Okay, so let's restate the problem. We need to find the sum of all positive integers $n$ such that:

$$ \frac{n(n+1)}{2} \mid 15\left[(n+1)^2 + (n+2)^2 + \dots + (2n)^2\right] $$

At first, we are going to simplify the expression.
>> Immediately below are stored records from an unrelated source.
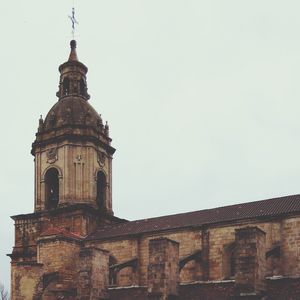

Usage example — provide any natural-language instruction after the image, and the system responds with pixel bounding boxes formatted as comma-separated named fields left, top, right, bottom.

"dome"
left=44, top=96, right=102, bottom=131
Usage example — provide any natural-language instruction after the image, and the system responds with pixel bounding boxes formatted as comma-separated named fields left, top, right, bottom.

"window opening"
left=45, top=168, right=59, bottom=209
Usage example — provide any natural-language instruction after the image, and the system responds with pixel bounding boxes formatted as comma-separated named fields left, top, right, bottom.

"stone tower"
left=9, top=40, right=125, bottom=300
left=31, top=40, right=115, bottom=214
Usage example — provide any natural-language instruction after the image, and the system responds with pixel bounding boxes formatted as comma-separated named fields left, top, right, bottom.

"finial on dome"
left=104, top=121, right=109, bottom=136
left=69, top=40, right=78, bottom=61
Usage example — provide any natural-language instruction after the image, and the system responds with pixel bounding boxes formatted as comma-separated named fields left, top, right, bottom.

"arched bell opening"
left=63, top=77, right=70, bottom=96
left=79, top=78, right=86, bottom=96
left=45, top=168, right=59, bottom=209
left=96, top=171, right=106, bottom=209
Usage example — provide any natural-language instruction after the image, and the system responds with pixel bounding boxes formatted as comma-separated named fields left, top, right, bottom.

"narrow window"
left=230, top=251, right=236, bottom=278
left=63, top=77, right=70, bottom=95
left=223, top=243, right=236, bottom=279
left=45, top=168, right=59, bottom=209
left=96, top=171, right=106, bottom=209
left=80, top=78, right=85, bottom=96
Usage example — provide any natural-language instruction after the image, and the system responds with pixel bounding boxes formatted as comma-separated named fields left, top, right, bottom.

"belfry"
left=31, top=40, right=115, bottom=214
left=9, top=39, right=300, bottom=300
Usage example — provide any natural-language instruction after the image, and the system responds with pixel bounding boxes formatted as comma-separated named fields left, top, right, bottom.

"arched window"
left=80, top=78, right=85, bottom=96
left=222, top=243, right=236, bottom=279
left=63, top=77, right=70, bottom=95
left=45, top=168, right=59, bottom=209
left=109, top=255, right=117, bottom=285
left=96, top=171, right=106, bottom=208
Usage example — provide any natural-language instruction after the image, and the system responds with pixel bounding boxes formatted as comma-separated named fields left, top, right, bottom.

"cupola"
left=31, top=40, right=115, bottom=214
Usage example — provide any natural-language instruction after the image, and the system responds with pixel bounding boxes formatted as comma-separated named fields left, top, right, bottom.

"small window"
left=63, top=77, right=70, bottom=95
left=96, top=171, right=106, bottom=209
left=45, top=168, right=59, bottom=209
left=222, top=243, right=236, bottom=279
left=80, top=78, right=85, bottom=96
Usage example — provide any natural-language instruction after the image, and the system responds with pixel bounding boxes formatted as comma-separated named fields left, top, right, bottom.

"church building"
left=9, top=40, right=300, bottom=300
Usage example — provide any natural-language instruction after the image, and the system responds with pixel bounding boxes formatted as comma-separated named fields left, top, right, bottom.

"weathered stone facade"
left=10, top=41, right=300, bottom=300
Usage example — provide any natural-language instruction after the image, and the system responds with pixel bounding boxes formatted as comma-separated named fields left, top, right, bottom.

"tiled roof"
left=40, top=226, right=83, bottom=239
left=87, top=195, right=300, bottom=240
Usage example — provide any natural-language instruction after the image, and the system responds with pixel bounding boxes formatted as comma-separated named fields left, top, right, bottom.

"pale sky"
left=0, top=0, right=300, bottom=286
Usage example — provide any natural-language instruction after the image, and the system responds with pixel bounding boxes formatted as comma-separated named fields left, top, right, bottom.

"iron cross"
left=69, top=7, right=78, bottom=38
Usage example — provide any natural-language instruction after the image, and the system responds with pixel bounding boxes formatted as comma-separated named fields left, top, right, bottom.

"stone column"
left=235, top=227, right=266, bottom=299
left=148, top=238, right=179, bottom=300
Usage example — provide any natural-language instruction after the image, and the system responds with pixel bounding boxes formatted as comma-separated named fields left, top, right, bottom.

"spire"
left=56, top=40, right=90, bottom=100
left=69, top=40, right=78, bottom=61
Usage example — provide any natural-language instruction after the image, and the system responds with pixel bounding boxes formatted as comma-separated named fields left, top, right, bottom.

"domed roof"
left=44, top=96, right=102, bottom=131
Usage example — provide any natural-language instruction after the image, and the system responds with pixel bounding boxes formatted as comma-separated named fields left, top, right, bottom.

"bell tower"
left=31, top=40, right=115, bottom=215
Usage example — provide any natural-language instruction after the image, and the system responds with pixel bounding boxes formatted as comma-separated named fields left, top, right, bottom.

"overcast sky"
left=0, top=0, right=300, bottom=285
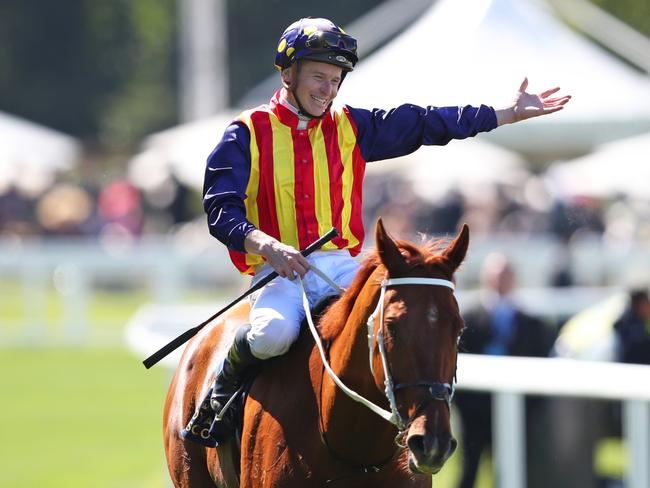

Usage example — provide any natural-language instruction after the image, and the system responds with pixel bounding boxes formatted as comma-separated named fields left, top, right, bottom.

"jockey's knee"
left=248, top=319, right=300, bottom=359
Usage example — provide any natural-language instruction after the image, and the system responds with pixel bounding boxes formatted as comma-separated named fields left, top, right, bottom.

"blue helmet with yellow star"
left=275, top=18, right=359, bottom=72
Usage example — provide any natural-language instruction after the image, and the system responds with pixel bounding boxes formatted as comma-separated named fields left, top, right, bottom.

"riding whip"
left=142, top=227, right=339, bottom=369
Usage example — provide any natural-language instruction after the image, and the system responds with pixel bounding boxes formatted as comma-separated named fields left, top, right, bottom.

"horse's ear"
left=442, top=224, right=469, bottom=271
left=375, top=218, right=406, bottom=272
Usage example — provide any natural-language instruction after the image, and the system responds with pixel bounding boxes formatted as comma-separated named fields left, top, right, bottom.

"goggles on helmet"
left=305, top=31, right=357, bottom=56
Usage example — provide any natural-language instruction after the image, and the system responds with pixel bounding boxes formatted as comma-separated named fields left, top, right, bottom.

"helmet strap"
left=282, top=60, right=334, bottom=119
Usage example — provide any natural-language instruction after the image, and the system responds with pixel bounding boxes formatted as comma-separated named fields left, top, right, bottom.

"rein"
left=297, top=277, right=455, bottom=436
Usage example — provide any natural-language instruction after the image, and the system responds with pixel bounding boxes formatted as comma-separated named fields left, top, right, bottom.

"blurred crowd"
left=365, top=175, right=650, bottom=248
left=0, top=173, right=195, bottom=239
left=5, top=166, right=650, bottom=255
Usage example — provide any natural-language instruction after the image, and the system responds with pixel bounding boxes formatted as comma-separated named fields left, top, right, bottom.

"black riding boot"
left=210, top=325, right=262, bottom=441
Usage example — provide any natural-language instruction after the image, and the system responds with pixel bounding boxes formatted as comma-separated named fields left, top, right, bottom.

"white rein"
left=297, top=265, right=455, bottom=431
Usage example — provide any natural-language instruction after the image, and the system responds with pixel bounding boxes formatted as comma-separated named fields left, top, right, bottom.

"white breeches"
left=247, top=250, right=359, bottom=359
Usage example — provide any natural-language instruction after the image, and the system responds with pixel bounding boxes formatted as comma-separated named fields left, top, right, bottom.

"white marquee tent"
left=339, top=0, right=650, bottom=159
left=131, top=0, right=650, bottom=188
left=0, top=112, right=81, bottom=192
left=545, top=133, right=650, bottom=200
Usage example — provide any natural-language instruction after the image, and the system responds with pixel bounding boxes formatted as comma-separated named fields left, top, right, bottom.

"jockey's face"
left=283, top=60, right=343, bottom=117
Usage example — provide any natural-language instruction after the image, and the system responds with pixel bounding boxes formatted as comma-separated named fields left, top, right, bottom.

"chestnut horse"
left=164, top=220, right=469, bottom=488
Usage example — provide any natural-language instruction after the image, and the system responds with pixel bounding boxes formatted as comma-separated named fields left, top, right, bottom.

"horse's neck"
left=322, top=270, right=395, bottom=463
The sum of the first $ n $ integers is given by:

$$ S_1 = \frac{n(n+1)}{2} $$

The right-hand side, the sum of the squares from $ (n+1)$ to $ 2n$, can be expressed as:

$$ S_2 = (n+1)^2 + (n+2)^2 + \dots + (2n)^2 $$

To find $S_2$, we can use the sum of squares formula:

$$ \sum_{k=1}^m k^2 = \frac{m(m+1)(2m+1)}{6} $$

The sum of squares from $n+1$ to $2n$ is as follows:

$$ S_2 = \sum_{k=1}^{2n} k^2 - \sum_{k=1}^{n} k^2 = \frac{2n(2n+1)(4n+1)}{6} - \frac{n(n+1)(2n+1)}{6}, $$ since we are only looking at n+1 up to 2n numbers. Simplyfing leads to:

$$ S_2 = \frac{(2n+1)\left[2n(4n+1) - n(n+1)\right]}{6} $$

We are now rewriting the expression inside the brackets:

$$ 2n(4n+1) - n(n+1) = 8n^2 + 2n - n^2 - n = 7n^2 + n $$

Thus, $S_2$ becomes:

$$ S_2 = \frac{(2n+1)(7n^2 + n)}{6} = \frac{n(7n+1)(2n+1)}{6} $$

Since we can cross out our fractions,

$$ \frac{n(n+1)}{2} \mid 15 \times \frac{n(7n+1)(2n+1)}{6} $$

cancelling out $n$ on both sides (assuming $n \neq 0$) and multiply through by 2 leads to

$$ n+1 \mid 5 \times (7n+1) \times (2n+1). $$

Now, the key is to analyze when $n+1$ divides $5 \times (7n+1) \times (2n+1) $.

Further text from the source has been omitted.